Microsoft has released the public version of the incoming SMTP Dane with DNSSEC for Exchange Online. This new feature aims to enhance the integrity and security of emails, protecting against download attacks and man-in-the-middle attacks.
The SMTP Dane Security Protocol leverages the TLS Authentication (TLSA) DNS record to verify the authenticity of mail destination servers and certificates, ensuring secure connections between sending and receiving servers. This helps prevent downgrade attacks and man-in-the-middle attacks where attackers can intercept or modify messages.
In addition, the DNSSEC security extensions provide cryptographic validation of DNS records during transmission, preventing spoofing, tampering, and interception of email messages.

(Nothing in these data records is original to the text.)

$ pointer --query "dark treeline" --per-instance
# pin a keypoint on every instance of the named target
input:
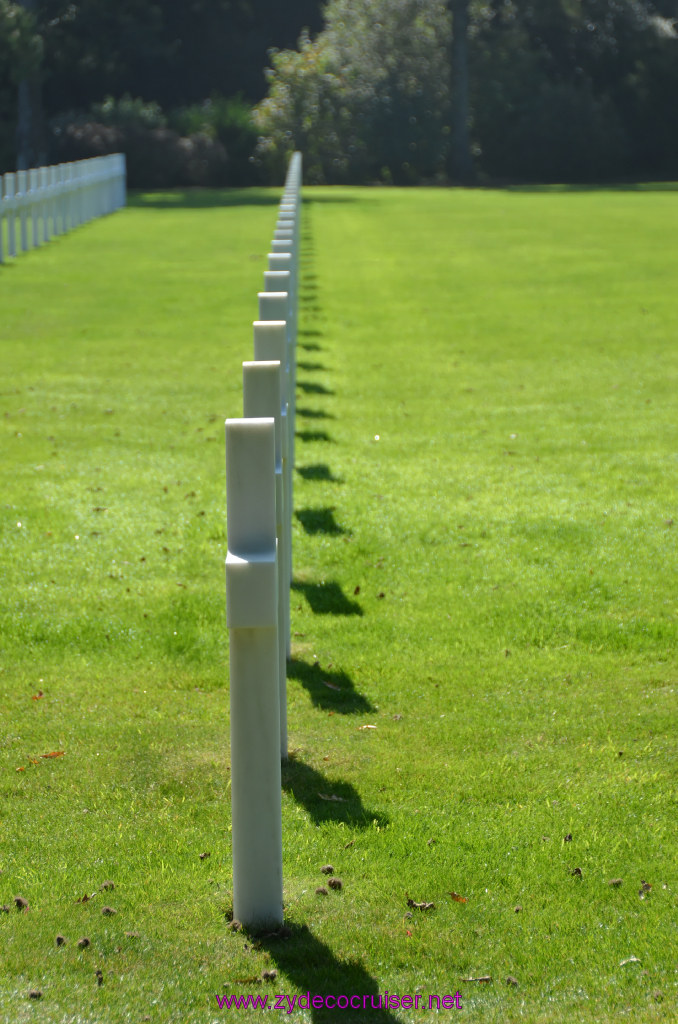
(220, 91)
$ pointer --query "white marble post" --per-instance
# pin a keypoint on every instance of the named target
(270, 344)
(252, 620)
(10, 199)
(23, 200)
(261, 397)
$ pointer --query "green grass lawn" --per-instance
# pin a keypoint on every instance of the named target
(482, 687)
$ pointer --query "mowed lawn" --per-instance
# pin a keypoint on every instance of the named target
(482, 702)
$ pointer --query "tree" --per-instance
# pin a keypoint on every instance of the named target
(461, 157)
(368, 98)
(20, 57)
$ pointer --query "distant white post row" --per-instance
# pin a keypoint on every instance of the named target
(52, 200)
(259, 465)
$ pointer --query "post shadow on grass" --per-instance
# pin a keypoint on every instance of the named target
(311, 966)
(329, 690)
(312, 435)
(319, 471)
(320, 521)
(327, 599)
(328, 799)
(314, 414)
(309, 366)
(312, 387)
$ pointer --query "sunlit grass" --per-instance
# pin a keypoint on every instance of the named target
(484, 565)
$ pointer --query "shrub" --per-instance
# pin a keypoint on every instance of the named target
(157, 157)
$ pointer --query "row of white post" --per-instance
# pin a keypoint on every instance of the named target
(259, 466)
(40, 203)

Implementing SMTP Dane with DNSSEC in Exchange Online will safeguard email domains from impersonation, ensure messages are delivered only to intended recipients using encryption, and boost email reputation through compliance with security standards.
The Exchange team has outlined a deployment roadmap, with plans to roll out the new feature across all Outlook domains by the end of 2024. Microsoft will offer this capability to both corporate and home users at no cost and states that it is already enabled for some Outlook domains.
The incoming SMTP Dane with DNSSEC will be disabled by default. Users who wish to enable this option can follow instructions provided in Microsoft’s documentation.
The company first announced plans for public testing in September 2023, originally scheduled from March to July 2024. However, due to the need for additional security investments identified during private testing, the deadline has been postponed.